May 26, 2011 | Written by
David Munro
Kontent Director David Munro’s short video for Underground Advertising and NY advocacy group Believe Out Loud shows a young boy and his two moms catching uncertain glances in church. It carries a simple, seemingly universal message: Open your hearts, and open your parishes. The response among progressive churches and clergy was swift and positive. The spot went viral, netting thirty thousand YouTube hits in just the first week. Pastors screened the video at Sunday mass to loud applause. Gay and lesbian worshippers said they watched with tears in their eyes.
However, the amens hit an unholy snag when Sojourners – the nation’s leading progressive Christian publication – refused to give the video its blessing.

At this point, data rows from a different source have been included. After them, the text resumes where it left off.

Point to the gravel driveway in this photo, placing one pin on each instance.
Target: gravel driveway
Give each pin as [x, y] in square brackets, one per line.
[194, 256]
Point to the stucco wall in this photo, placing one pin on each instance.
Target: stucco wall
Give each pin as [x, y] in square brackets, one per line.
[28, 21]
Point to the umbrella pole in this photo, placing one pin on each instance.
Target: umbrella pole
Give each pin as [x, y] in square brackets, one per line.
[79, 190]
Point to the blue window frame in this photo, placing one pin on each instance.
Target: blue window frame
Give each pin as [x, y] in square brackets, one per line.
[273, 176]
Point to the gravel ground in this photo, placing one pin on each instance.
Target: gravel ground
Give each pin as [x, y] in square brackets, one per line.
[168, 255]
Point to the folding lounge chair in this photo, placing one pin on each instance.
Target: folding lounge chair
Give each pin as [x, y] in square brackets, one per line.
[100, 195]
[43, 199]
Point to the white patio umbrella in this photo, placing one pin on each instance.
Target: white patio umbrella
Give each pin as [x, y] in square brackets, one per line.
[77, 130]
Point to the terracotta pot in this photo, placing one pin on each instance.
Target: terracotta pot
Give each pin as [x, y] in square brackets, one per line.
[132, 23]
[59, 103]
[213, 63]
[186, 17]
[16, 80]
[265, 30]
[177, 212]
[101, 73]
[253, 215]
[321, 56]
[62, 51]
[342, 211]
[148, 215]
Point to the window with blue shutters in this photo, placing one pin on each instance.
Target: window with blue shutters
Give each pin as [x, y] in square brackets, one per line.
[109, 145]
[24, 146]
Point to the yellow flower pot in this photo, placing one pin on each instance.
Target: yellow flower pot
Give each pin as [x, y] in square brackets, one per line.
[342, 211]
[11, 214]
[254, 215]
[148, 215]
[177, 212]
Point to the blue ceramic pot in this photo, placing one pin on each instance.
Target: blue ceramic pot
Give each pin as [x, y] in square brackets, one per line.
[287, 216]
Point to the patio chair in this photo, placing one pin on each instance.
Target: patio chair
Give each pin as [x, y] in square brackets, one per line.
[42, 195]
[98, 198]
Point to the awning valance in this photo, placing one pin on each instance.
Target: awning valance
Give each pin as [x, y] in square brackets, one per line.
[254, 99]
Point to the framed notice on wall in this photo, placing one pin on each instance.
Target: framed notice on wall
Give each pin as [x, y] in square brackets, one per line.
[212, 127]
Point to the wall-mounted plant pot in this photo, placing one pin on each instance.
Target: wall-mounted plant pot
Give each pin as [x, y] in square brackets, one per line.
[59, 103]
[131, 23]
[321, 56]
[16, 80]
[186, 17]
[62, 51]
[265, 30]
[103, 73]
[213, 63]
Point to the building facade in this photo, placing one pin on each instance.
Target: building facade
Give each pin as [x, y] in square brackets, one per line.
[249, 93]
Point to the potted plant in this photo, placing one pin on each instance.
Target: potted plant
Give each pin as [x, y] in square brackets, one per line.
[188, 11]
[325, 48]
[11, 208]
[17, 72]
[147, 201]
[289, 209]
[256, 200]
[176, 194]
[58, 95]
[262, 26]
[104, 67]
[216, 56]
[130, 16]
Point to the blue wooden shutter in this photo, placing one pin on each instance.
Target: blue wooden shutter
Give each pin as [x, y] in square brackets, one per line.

The controversy started when Believe Out Loud submitted to Sojourners a series of web ads with the video’s link to launch their A Million Christians for LGBT Equality campaign on Mother’s Day. The social justice oriented, Washington, DC-based Sojourners promptly rejected it – and the blogosphere erupted, followed by write ups in the Huffington Post and the Daily Beast. Gay and lesbian groups, both Christian and secular, were outraged.

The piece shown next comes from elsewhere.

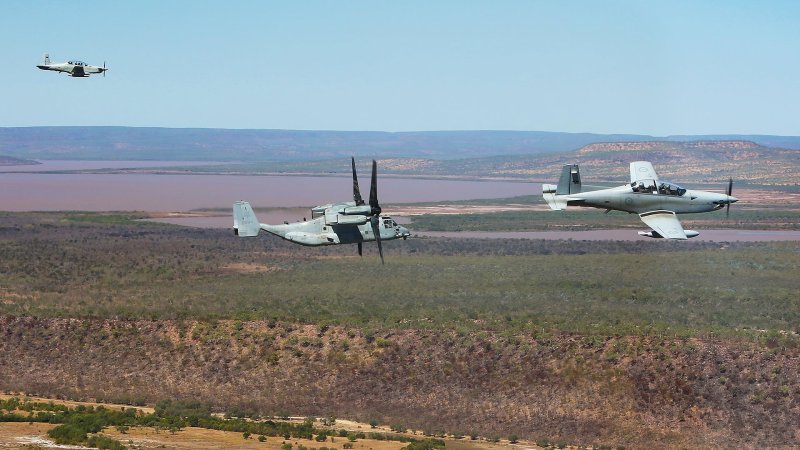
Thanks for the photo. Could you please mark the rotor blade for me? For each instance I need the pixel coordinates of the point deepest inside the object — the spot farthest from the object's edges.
(376, 230)
(373, 190)
(356, 192)
(728, 193)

In a letter of response, Obama’s spiritual advisor and Sojourners publisher, Jim Wallis, said his group steered clear of ads that seek to promote “wedge issues” which could create division and disrupt the organization’s primary mission. LGBT Christians shot back asking how love and acceptance in church, of all places, could possibly be divisive, let alone political. They felt especially betrayed by Wallis who has espoused a “big tent” theology as one of evangelism’s few progressive voices. Apparently, the tent was smaller than we thought.
The resulting dialogue, and the profile it has spawned, has likely spread the video far wider than an ad in Sojourners ever could have. Hallelujah for that.